CBS News This Morning interviews Roberta Guaspari, an inner-city violin teacher.

You may not have heard about her fight to keep music lessons available to public school kids in a New York City neighborhoods.

But you've certainly heard of the actress Meryl Streep, who portrays Guaspari in the new film Music of the Heart.


Guaspari moved to New York in 1980 to teach violin in the schools as a way of supporting her family. But 10 years into her violin program, the New York City school district cancelled the funding.

So she started a series of benefit concerts to raise the money she needed to continue providing free music lessons to inner-city kids.

And the excitement on the kids' faces was portrayed in a documentary based on her work called Small Wonders, nominated for an Academy Award in 1995.

"There's a sad part to that, because the kids get so sad when they don't get in the class. I don't actually go to the classes for that any more because I can't stand to see the disappointment on the kids' faces," Guaspari says.

The documentary so moved horror film director Wes Craven that he begged to direct the movie Music of the Heart, starring Streep as Guaspari.

"[Craven] said he's made 23 horror films. And while he hadn't made one like this, he really knew his craft. He promised me he'd make the best possible film about my program," says Guaspari.

Guaspari, involved in the film as a consultant, says she was pleased with the results.

"The screenwriter spent 10 days with me; she really was committed to making it an honest representation of my work. Wes Craven and all involved really took care of the story," she says.

Guaspari didn't teach Streep how to play the violin; only Madonna got the lessons. "Meryl didn't study with me.
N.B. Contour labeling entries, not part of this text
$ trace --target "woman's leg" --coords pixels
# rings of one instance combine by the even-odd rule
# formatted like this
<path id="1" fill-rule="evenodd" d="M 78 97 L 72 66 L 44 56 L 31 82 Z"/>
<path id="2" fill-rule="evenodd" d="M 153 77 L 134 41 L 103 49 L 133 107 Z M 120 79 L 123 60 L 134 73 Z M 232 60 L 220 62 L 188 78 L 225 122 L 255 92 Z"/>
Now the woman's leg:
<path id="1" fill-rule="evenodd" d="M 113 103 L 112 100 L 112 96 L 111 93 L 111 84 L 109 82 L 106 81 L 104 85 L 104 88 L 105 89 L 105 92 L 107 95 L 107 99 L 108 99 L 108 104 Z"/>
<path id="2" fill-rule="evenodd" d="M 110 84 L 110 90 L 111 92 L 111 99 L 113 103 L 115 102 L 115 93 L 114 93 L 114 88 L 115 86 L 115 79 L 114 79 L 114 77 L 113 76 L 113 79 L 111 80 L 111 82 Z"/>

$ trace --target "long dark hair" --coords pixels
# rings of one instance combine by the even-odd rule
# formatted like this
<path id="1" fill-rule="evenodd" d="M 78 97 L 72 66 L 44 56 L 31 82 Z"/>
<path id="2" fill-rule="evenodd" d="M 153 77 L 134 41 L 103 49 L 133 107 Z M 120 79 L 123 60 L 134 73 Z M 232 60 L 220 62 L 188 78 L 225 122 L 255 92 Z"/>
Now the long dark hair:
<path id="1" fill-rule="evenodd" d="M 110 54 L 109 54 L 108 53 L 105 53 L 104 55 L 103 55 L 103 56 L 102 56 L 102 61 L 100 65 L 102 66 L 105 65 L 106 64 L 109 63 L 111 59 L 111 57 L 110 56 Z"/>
I had been teaching Madonna for 10 weeks when she was supposed to be doing the project, Guaspari says.

"And when it switched to Meryl, I had to stop the lessons because the school year was starting, and I still had my kids to teach," she says

One aspect of the film that displeased Guaspari concerned a fellow music teacher who is made to be the comic foil in the movie.

"I don't want him to think that's how I see him," she clarifies. "And I'm sure he'll think that. That's the only negative in the whole film."

But overall, Guaspari is happy with the movie, she says; and since filming began, the school district resumed funding of her program.

"We still need to raise funds of course. Music education has to be part of young children's curriculum," she says.

"People think music and art is just entertainment. It's not. It's such a discipline," Guaspari says.

"It shouldn't just be available for the gifted and talented - I hate that term - but for all kids," she adds.